Fundamental Investigation Of Basic Mechanisms Of Carbon Dissolution In Molten Iron (Invited) (51e2c10d-e3cf-4797-a83f-4896322c9784)

Based on experimental and computer simulation results from our group, we report a systematic, atomic level analysis of carbon dissolution from carbonaceous materials in molten iron. Experimental results on graphite/Fe-C-S system were obtained using carbon dissolution studies, XRD and FESEM investigations and were supplemented with Monte Carlo simulations. Three basic mechanisms, namely carbon atom dissociation rate, interfacial phenomena and mass transfer in the melt were found to be responsible for the overall dissolution process. While mass transfer in the melt is governed by the concentration gradients, melt composition and temperature; impurities present in ash play a significant role in the interfacial phenomena.

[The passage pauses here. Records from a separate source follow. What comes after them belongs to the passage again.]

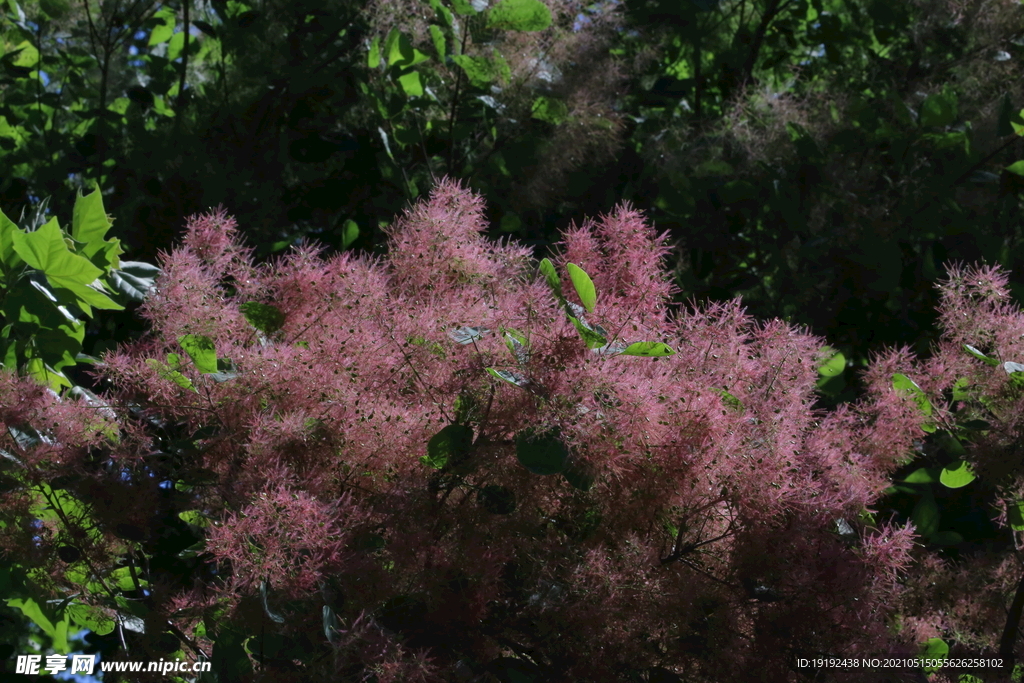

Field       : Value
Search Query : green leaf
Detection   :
[487,0,551,31]
[71,189,120,268]
[964,344,999,368]
[145,358,199,393]
[953,377,971,400]
[910,488,939,539]
[920,89,956,128]
[569,315,608,348]
[818,351,846,377]
[714,389,743,413]
[893,373,935,432]
[515,429,569,475]
[109,261,161,301]
[341,218,359,249]
[239,301,285,335]
[367,36,381,69]
[398,71,423,97]
[920,638,949,674]
[565,263,597,313]
[322,605,339,644]
[384,30,430,69]
[623,342,675,357]
[178,335,217,373]
[11,218,124,315]
[502,328,529,366]
[476,484,516,515]
[148,7,175,47]
[903,467,939,483]
[485,368,529,387]
[420,425,473,470]
[65,603,115,636]
[178,510,210,526]
[939,460,975,488]
[541,258,562,299]
[449,326,490,345]
[531,96,569,126]
[1007,501,1024,531]
[0,211,22,272]
[25,358,74,391]
[452,52,511,88]
[430,24,447,57]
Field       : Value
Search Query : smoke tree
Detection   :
[0,181,1018,683]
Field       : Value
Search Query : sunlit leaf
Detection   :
[939,460,975,488]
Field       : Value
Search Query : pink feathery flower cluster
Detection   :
[12,181,950,680]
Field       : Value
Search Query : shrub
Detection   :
[0,182,1003,682]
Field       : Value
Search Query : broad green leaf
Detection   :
[4,40,39,69]
[398,71,423,97]
[964,344,999,368]
[11,218,124,315]
[167,31,185,61]
[452,0,476,16]
[910,488,939,539]
[714,389,743,413]
[565,263,597,313]
[145,358,199,393]
[953,377,971,400]
[384,31,430,68]
[367,36,381,69]
[920,89,956,128]
[893,373,935,432]
[515,429,569,475]
[178,510,210,526]
[503,328,529,366]
[1007,501,1024,531]
[476,484,516,515]
[569,315,608,348]
[485,368,529,387]
[541,258,562,299]
[7,598,55,638]
[562,459,595,493]
[239,301,285,335]
[939,460,975,488]
[0,211,22,272]
[903,467,939,483]
[25,358,74,392]
[322,605,339,644]
[920,638,949,674]
[420,425,473,470]
[430,24,447,60]
[531,96,569,126]
[178,335,217,373]
[65,603,115,636]
[452,52,511,88]
[623,342,675,357]
[487,0,551,31]
[148,7,175,47]
[341,218,359,249]
[449,326,490,345]
[818,351,846,377]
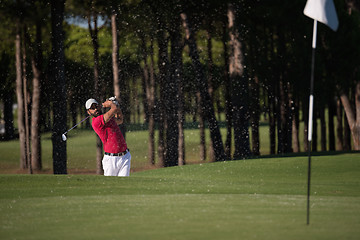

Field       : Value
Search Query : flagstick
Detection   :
[306,20,317,225]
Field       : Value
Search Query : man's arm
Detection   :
[102,100,118,123]
[115,107,124,125]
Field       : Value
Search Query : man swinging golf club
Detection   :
[85,97,131,177]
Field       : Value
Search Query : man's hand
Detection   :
[102,100,113,108]
[102,100,118,123]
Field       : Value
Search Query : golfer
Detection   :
[85,98,131,177]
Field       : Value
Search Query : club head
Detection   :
[61,134,67,142]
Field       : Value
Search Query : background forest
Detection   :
[0,0,360,174]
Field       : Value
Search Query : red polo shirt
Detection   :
[92,115,127,153]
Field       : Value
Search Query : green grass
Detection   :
[0,153,360,240]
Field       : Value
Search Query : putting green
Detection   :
[0,154,360,239]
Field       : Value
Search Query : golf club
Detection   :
[61,115,91,142]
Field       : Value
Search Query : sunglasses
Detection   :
[90,103,98,110]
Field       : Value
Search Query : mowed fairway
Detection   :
[0,154,360,240]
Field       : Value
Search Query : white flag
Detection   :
[304,0,339,31]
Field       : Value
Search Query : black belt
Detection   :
[105,149,130,157]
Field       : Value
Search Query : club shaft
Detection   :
[64,115,90,134]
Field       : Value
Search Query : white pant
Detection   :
[102,152,131,177]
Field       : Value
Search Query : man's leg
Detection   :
[117,152,131,177]
[102,155,117,176]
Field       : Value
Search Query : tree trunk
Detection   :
[88,10,104,175]
[302,100,309,152]
[22,25,32,174]
[328,97,335,151]
[207,18,215,162]
[196,92,206,161]
[3,88,15,140]
[15,22,27,169]
[154,9,169,167]
[140,34,155,165]
[178,69,186,166]
[319,107,326,152]
[31,22,42,170]
[343,111,351,151]
[336,99,343,151]
[181,13,226,161]
[292,97,300,153]
[165,13,182,167]
[311,106,318,152]
[340,81,360,150]
[227,3,250,158]
[250,75,260,156]
[268,91,276,154]
[51,0,67,174]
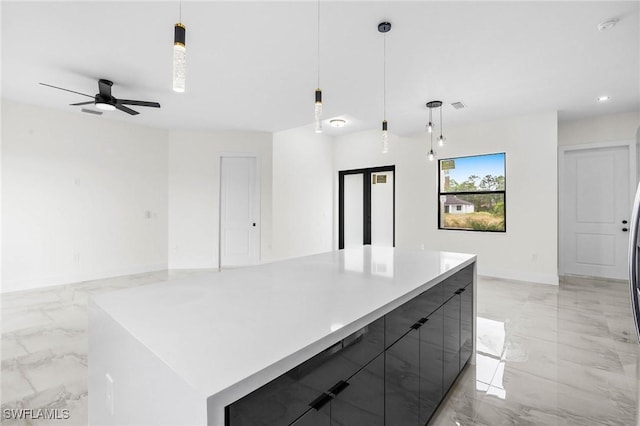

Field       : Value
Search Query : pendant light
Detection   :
[378,22,391,154]
[438,103,444,146]
[314,0,322,133]
[173,1,187,93]
[426,101,444,161]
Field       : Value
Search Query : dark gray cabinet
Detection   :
[442,294,460,389]
[225,265,474,426]
[290,405,331,426]
[331,353,385,426]
[418,307,444,425]
[460,284,473,370]
[385,328,420,425]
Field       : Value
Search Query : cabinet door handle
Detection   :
[328,380,349,397]
[309,393,333,411]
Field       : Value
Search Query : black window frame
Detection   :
[437,152,507,233]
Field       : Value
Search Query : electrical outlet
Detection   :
[105,373,114,416]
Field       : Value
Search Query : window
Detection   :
[438,152,506,232]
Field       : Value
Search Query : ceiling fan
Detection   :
[40,79,160,115]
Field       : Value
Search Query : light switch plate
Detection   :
[105,373,114,416]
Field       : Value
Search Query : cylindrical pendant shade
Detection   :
[173,23,187,92]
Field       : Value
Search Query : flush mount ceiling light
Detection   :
[426,101,444,161]
[173,1,187,93]
[378,22,391,154]
[598,18,620,31]
[314,0,322,133]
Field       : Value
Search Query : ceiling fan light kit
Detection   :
[40,79,160,115]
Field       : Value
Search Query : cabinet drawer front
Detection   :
[442,265,473,299]
[227,318,384,426]
[385,284,443,348]
[296,318,384,392]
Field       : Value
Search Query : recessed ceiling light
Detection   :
[598,18,619,31]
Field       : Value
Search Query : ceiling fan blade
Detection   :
[117,99,160,108]
[40,83,93,98]
[116,104,140,115]
[98,78,113,98]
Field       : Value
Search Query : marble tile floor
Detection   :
[0,271,640,426]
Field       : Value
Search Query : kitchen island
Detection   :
[89,246,476,426]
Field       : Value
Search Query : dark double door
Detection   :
[338,166,395,249]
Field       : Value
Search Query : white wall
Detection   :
[169,131,272,269]
[558,111,640,145]
[273,127,334,259]
[334,112,558,284]
[2,100,167,292]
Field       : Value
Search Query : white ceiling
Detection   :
[1,0,640,135]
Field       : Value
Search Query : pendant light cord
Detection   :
[317,0,320,88]
[429,108,433,151]
[382,33,387,120]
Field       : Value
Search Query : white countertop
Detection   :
[93,246,475,420]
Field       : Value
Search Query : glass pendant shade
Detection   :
[173,23,187,93]
[382,120,389,154]
[314,89,322,133]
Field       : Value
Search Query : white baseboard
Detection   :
[478,270,559,285]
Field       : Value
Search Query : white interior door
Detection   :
[220,157,260,266]
[344,173,364,248]
[371,171,393,247]
[561,146,630,279]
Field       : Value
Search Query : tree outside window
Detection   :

For less ordered forms of carbonaceous materials, carbon atom dissociation rate depends strongly on the degree of long-range order and is an important rate controlling mechanism in the overall dissolution process. A systematic comparison of dissolution rates for a variety of coal-chars, natural and synthetic graphites has been carried out in an attempt to identify rate-controlling mechanisms. The structure of the carbonaceous material appears to be an important underlying factor in the carbon dissolution process.